Domain Authority vs. Page Authority
The domain authority means the authority of the entire website. For example the home page for ESPN will be stronger than the baseball page. Let’s just pretend I had a baseball blog and it was really good. ESPN would link from their baseball page to my blog because the users who are on the baseball page would be the most interested in my baseball blog. If they put the link on their home page, chances that link will only matter to a smaller audience.
See below how we compare both of the pages in Open Site.
Notice how the home page is much stronger. You will notice that the home page is in all green, which represents the strength of that page.
If you are an SEO you should focus on the actual page authority of where you want the link from rather than the domain’s authority. I can hear the arguments of SEO’s saying that the link transfer from the homepage to the inner page makes the domain authority important, but I guess I am not like most SEO’s, which I am very fine with! I think the bottom line is you just have to keep it simple for all of this becomes very confusing!
Internal vs External Links
This is another area that I put a bit of focus on. The internal links mean the links that are on that actual website that link back to that exact page. This includes blogs, links, footer links, navigation menu links, and more.
The external links portion is where I start my research. The external links are links that come from another site that is not your own.
Take a closer look at that one Competitor
For this example, I wanted to look at this one competitor. There are three ways I recommend understanding their external link strategy.
1) Linking Domains
The linking domains section shows us quickly the unique links that the site is getting links from. This is good just for a quick glance to get familiar with their site. If you click on the plus icon next to the name of the link Open Site will then show you the exact place where the link is from.
2) Anchor Text
I caution any involved in SEO to not put their full focus in the anchor text. This is something that has been abused really badly by people in the search engine optimization business. I use this just a way to understand their strategy, but in no way will I change mine.
I have talked with clients in the past about how you should rather focus on building out the brand name rather than a specific search query. My honest gut feeling is that Google and others would rather see high quality links that are talking about a brand, then some random site that has an exact keyword link that goes to a very specific page on my site. That would raise a flag to myself if I saw a site that had a lot of links to the same message.
3) Custom Filter (My Favorite)
I am biased towards this approach as I think this is the way to go. Click on the inbound links tab and then creates this custom dashboard in OSE. See the picture below
This search will then show me the external links this site is receiving only to this page. I can see where the link is coming from, the authority, and the anchor text. Then I would click on request CSV which will then create an excel file for me to view.
The Excel File
What you need to do is run your site or your client’s site in OSE and request the CSV file for them. Then color code all of that data in excel and call it tab A or something. As a note, I only keep the data that say where the link is coming from. So essentially I am just keeping one column. We are going to repeat this for every site.
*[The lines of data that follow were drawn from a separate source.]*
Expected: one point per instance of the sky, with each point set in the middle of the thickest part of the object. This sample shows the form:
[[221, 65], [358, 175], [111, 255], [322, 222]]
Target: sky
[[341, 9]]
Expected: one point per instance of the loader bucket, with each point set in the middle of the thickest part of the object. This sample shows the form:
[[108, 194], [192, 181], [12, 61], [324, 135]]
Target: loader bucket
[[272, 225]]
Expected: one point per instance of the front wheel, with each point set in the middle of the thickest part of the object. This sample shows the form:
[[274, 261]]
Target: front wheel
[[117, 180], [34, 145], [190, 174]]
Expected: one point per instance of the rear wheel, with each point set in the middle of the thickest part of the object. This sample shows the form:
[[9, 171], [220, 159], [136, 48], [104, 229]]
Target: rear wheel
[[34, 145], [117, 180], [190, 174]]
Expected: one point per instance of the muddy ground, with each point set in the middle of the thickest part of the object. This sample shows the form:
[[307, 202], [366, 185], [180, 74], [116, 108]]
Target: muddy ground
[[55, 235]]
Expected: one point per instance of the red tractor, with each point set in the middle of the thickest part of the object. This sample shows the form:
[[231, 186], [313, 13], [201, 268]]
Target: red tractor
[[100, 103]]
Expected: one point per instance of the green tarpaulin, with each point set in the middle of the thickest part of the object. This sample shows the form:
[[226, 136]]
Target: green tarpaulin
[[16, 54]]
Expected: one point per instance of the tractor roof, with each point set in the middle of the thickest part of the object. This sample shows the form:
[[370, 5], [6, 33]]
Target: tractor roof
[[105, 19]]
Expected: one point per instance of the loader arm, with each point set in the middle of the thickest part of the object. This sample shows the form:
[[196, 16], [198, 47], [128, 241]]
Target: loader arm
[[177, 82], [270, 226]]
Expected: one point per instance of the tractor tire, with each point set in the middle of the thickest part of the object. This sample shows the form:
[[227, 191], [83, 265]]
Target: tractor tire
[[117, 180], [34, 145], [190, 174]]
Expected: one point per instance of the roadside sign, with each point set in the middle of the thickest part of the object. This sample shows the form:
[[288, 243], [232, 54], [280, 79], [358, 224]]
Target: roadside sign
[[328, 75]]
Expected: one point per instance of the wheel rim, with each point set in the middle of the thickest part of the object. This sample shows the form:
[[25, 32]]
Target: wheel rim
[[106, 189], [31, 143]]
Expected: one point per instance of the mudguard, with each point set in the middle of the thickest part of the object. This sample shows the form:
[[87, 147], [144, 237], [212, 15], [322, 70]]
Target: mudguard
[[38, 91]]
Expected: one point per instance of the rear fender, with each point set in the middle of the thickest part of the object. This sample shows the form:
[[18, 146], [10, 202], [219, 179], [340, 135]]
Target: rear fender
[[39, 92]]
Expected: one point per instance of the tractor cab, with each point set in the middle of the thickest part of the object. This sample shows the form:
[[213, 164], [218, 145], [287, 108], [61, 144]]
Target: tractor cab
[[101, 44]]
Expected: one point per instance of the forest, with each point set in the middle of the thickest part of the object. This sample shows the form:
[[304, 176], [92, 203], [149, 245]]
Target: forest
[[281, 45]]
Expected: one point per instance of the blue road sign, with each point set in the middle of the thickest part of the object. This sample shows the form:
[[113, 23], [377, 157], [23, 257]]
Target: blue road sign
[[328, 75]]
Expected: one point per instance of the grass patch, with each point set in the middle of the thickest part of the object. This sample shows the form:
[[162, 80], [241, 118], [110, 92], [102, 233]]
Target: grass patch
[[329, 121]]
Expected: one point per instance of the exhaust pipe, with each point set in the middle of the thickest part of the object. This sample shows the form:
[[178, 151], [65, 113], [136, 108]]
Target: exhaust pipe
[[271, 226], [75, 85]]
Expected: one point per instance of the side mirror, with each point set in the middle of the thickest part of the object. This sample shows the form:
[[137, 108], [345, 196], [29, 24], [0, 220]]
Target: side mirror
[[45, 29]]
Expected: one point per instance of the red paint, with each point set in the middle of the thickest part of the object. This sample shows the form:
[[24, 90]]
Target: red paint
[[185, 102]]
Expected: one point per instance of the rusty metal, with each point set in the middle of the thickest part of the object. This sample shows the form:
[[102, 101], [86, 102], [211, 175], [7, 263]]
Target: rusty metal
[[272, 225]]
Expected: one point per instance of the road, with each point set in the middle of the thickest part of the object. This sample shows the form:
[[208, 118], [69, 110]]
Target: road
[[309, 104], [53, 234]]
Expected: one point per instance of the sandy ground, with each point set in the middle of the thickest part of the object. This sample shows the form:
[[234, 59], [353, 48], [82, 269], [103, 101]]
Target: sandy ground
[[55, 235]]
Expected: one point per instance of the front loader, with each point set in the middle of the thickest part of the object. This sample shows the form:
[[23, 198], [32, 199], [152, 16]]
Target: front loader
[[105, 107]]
Then you go back into Open Site Explorer and you again do the same thing, but you put all of that data into a new tab called tab B, C, D etc. You once again need to color code it something different.
The next thing you should do is combining all of the data into one tab. Then you can perform the remove duplicate section and this will show you now all of the unique links you and your competitors are getting.
I would then go through the list and look at everything that did not have your site’s color. This for me is a great first step in building out an external link strategy using OSE.